Statistics overwhelmingly refute concerns that the ABA committee favors Democrats over Republicans. Available numbers show that, since 1960, of 26 potential nominees rated “unqualified” by the committee, only three were named by Republican presidents. Further, the ratings have not constituted a veto. Three of President Clinton’s nominees were found to be “unqualified” but still were confirmed.

“What President Bush has done with the ABA is mostly symbolic,” says Sheldon Goldman, a political scientist at the University of Massachusetts at Amherst and author of Picking Federal Judges: Lower Court Selection from Roosevelt Through Reagan (New Haven: Yale University Press, 1997). “He essentially gave some fresh meat to his more far-right supporters.”

Symbolic or not, it certainly was the dropping of another shoe. In 1997, Hatch removed the ABA from its formal role in the Senate’s judicial confirmation process, in which it had participated since 1947. The association has continued to provide its reviews and ratings directly to all members of the judiciary committee; previously the chair received the report and circulated it to the committee.

Energized by Hatch’s symbolic gesture, conservative groups, particularly the Federalist Society, whose members are numerous in key positions in the Justice Department and White House, have clamored even more for the ABA’s removal from the process altogether.

The White House counsel’s office acknowledged the possibility in a New York Times story shortly before a scheduled March 19 meeting with ABA leaders to go over the logistics of vetting. The agenda changed to more of a cross-examination of the ABA’s role.

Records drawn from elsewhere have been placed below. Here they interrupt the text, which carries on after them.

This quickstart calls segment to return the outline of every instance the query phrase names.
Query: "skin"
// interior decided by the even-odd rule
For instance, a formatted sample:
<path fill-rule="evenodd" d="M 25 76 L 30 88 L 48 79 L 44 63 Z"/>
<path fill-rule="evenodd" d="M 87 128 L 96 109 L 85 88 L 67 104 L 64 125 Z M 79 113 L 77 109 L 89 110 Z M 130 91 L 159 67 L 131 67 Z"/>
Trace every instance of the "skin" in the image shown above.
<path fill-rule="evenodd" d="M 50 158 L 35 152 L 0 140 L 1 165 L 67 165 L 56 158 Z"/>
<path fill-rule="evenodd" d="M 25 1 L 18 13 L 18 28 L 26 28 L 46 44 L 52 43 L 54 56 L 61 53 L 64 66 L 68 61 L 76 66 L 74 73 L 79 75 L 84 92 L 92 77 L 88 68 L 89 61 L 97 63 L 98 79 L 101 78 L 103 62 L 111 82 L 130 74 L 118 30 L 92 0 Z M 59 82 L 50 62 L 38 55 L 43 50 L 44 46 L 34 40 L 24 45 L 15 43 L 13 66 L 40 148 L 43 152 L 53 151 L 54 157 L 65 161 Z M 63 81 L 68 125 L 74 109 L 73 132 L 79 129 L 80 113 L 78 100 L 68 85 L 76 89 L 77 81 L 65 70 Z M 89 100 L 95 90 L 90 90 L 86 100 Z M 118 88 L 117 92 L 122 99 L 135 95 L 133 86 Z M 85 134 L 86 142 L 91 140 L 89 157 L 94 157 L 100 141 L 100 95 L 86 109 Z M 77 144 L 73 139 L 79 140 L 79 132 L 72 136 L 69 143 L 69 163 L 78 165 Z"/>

Soon after, White House counsel Alberto Gonzales wrote a letter to Barnett informing her that the administration will not provide the names of nominees to the ABA prior to submitting nominations to the Senate or announcing them publicly.

“It would be particularly inappropriate, in our view, to grant a preferential, quasi-official role to a group such as the ABA that takes public positions on divisive political, legal and social issues that come before the courts,” Gonzales wrote.

In the flurry of news conferences and interviews during that week, Barnett lamented “what appears to be the triumph of politics over professionalism.”

“Trying to tie the committee to the House of Delegates’ so-called liberal policies is a red herring,” Barnett said in an interview. “The committee is isolated and insulated and quite diverse.”